ESXi 7.0.3 with Qlogic qedentv driver 3.70.7.0 may intermittently go unresponsive due to hostd service entering non-responsive state
book
Article ID: 317890
calendar_today
Updated On:
Products
VMware vSphere ESXi
Issue/Introduction
Symptoms:
Hostd service detected to be non-responsive.
Hosts lose connection from vCenter.
ESXCLI commands fail with a connection failed error.
Restarting management agents will not help.
>> vmkernel.log will show qedentv runs into infinite wait in RXQ destroy context on vmnic qedentv prints the same log for hours, 1 line per second
[YYYY-MM-DDTHH:MM:SS] cpu40:2097436)[qedentv_free_mem_fp:2858(vmnic0)]Waiting for stats (fp:25) to complete.

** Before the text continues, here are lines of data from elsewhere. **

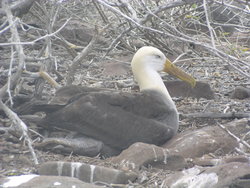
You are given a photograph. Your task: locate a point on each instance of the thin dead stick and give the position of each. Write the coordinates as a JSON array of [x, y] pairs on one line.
[[38, 39], [22, 126], [77, 60], [234, 136], [182, 37]]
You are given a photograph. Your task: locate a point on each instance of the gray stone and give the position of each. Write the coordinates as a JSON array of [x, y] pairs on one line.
[[141, 154], [240, 93], [179, 88], [227, 175], [211, 139], [44, 182], [86, 172]]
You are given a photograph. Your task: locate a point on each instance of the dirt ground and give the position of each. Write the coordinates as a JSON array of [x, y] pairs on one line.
[[113, 71], [16, 159]]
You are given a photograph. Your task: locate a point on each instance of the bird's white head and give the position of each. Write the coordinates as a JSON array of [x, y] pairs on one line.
[[146, 64]]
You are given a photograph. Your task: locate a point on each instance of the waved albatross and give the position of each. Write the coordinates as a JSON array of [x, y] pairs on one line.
[[119, 119]]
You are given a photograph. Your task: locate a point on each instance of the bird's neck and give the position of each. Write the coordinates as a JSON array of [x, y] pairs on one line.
[[149, 79]]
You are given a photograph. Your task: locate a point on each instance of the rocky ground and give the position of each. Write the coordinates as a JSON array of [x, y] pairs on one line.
[[116, 74], [211, 148]]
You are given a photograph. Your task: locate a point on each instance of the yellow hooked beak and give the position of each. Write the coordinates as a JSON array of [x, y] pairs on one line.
[[170, 68]]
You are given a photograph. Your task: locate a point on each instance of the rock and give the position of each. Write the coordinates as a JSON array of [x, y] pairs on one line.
[[141, 154], [192, 144], [240, 93], [227, 175], [86, 173], [35, 181], [115, 69], [211, 139], [211, 161], [81, 146], [179, 88]]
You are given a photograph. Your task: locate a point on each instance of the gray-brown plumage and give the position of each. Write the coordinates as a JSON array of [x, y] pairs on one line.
[[119, 119]]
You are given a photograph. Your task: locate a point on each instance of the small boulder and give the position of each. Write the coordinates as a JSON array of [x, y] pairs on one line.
[[141, 154], [240, 93], [179, 88], [227, 175], [86, 172]]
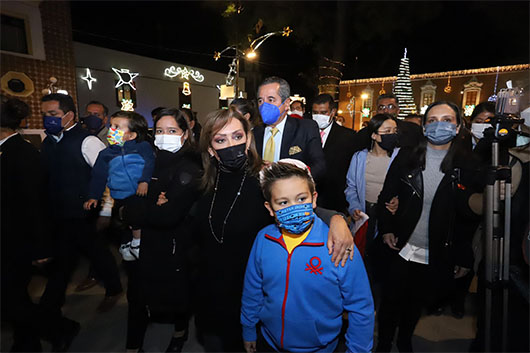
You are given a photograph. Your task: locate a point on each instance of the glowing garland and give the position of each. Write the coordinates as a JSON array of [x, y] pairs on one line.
[[122, 74], [184, 73], [458, 73], [127, 105], [89, 79]]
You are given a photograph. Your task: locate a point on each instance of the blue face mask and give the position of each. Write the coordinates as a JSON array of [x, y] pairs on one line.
[[93, 123], [52, 124], [440, 132], [269, 113], [296, 218]]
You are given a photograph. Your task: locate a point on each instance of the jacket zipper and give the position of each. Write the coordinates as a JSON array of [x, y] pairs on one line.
[[285, 296]]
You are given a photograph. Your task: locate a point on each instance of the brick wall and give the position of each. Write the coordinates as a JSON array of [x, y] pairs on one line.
[[57, 34]]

[YYYY-MM-DDTHH:MM:SS] cpu40:2097436)[qedentv_free_mem_fp:2858(vmnic0)]Waiting for stats (fp:25) to complete.
[YYYY-MM-DDTHH:MM:SS] cpu40:2097436)[qedentv_free_mem_fp:2858(vmnic0)]Waiting for stats (fp:25) to complete.
[YYYY-MM-DDTHH:MM:SS] cpu40:2097436)[qedentv_free_mem_fp:2858(vmnic0)]Waiting for stats (fp:25) to complete.
[YYYY-MM-DDTHH:MM:SS] cpu40:2097436)[qedentv_free_mem_fp:2858(vmnic0)]Waiting for stats (fp:25) to complete.
Environment
VMware vSphere 7.0.x
Cause
Root cause is still unknown.
Resolution
The infinite loop while waiting for stats completion in fp mem free is resolved in qedentv driver 3.70.35.0. This newer driver adds in a timeout limit for stats and netpoll completion in fp mem free.
Workaround: Note: Do not proceed with the workaround if qedentv driver 3.70.35.0 is installed.
In qedentv driver 3.70.7.0, there is a module parameter (en_periodic_stats) that can be set to disable periodic stats and reboot the host to avoid this issue.